In Step 3, my imaginary tourists would pack themselves, without complaint, into our older, limited, motel space located, almost exclusively, in the city’s noisy sprawl area. Unlike all real tourists, they won’t want to stay in the first-class facilities with space and views and great amenities located near the points of interest.  They will be perfectly happy spending lots of money to stay somewhere that’s just like home. The other group will be the backpackers who will use the open space and gladly pay an occupancy tax for pitching a pup tent. 
That’s enough; you get the picture. As the saying goes, you can’t have your cake and eat it too. That is still true; therefore, like it or not, compromises will have to be made and the politicians, above all, will have to make them. Quoting Charles de Gaulle, “To govern is always to choose among disadvantages.” 
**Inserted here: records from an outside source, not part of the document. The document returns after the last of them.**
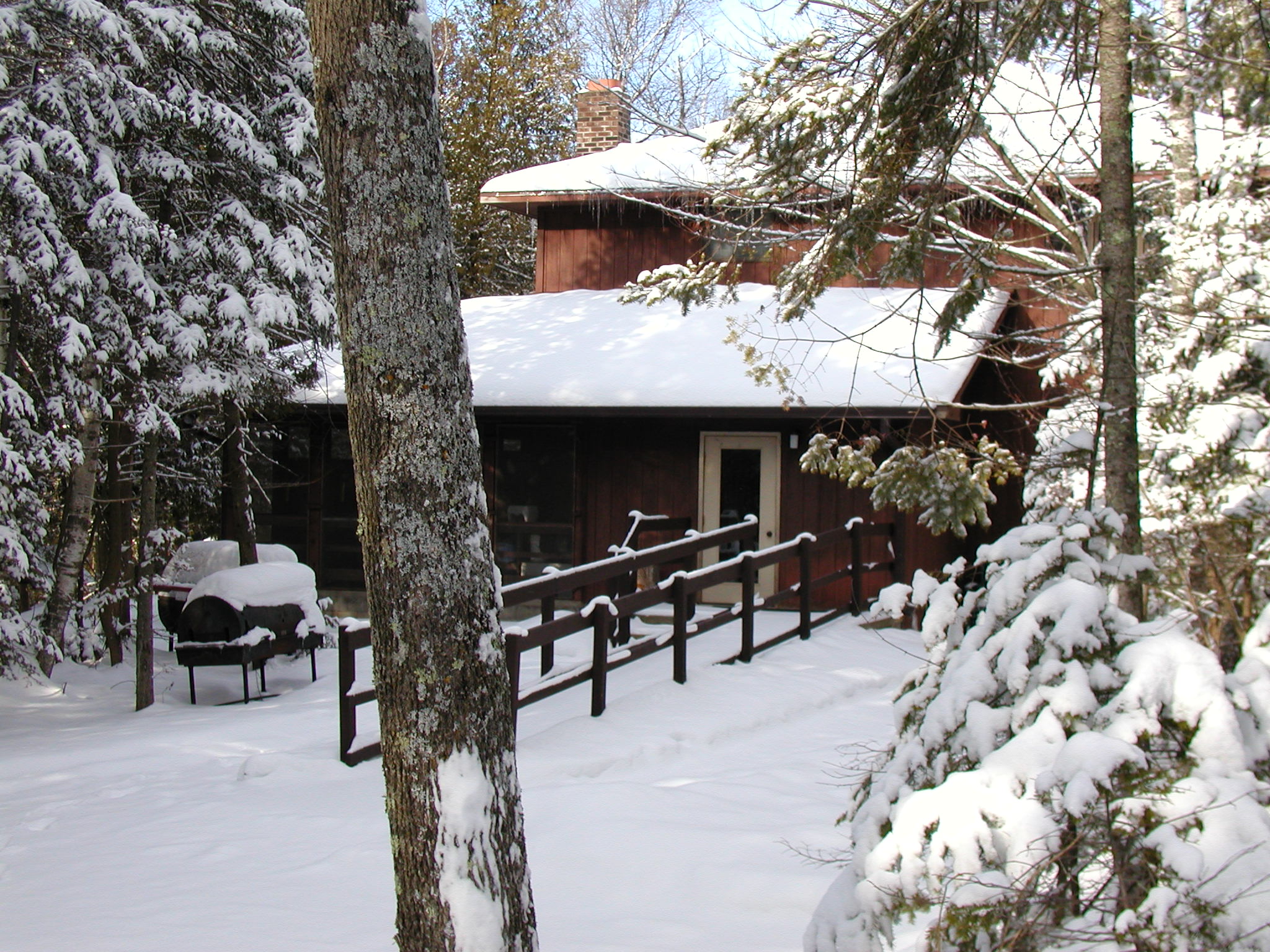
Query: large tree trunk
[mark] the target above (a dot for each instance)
(145, 630)
(446, 710)
(241, 524)
(73, 542)
(1119, 284)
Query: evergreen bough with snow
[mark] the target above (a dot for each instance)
(1064, 777)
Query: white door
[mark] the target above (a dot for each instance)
(741, 475)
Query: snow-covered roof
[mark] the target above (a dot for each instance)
(1037, 116)
(860, 348)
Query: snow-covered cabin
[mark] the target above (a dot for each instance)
(590, 409)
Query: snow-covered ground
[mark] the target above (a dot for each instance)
(678, 821)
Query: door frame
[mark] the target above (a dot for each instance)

Hollister is overcrowded for its infrastructure and both the city and the county suffer from too much ugly and inappropriate sprawl. If things do not change, it won’t be long until before you’ll be able to walk across the entire county from rooftop to rooftop without ever touching the earth. This eats up valuable open space with every little advantage to either the businesses or the residents. 
Additionally, there has not been enough emphasis on planned communities – just standalone development.  We need added population, but a county that consists of only a single significant city is limited physically and unhealthy politically. It becomes a case of us versus them and the two plans never meet. 
At this critical time it’s essential for Hollister and San Benito County to work together to plan the future, and without the closest cooperation at all levels of government neither plan can possibly succeed. Anyone who believes that the details can be worked out at a COG meeting or two is sadly mistaken.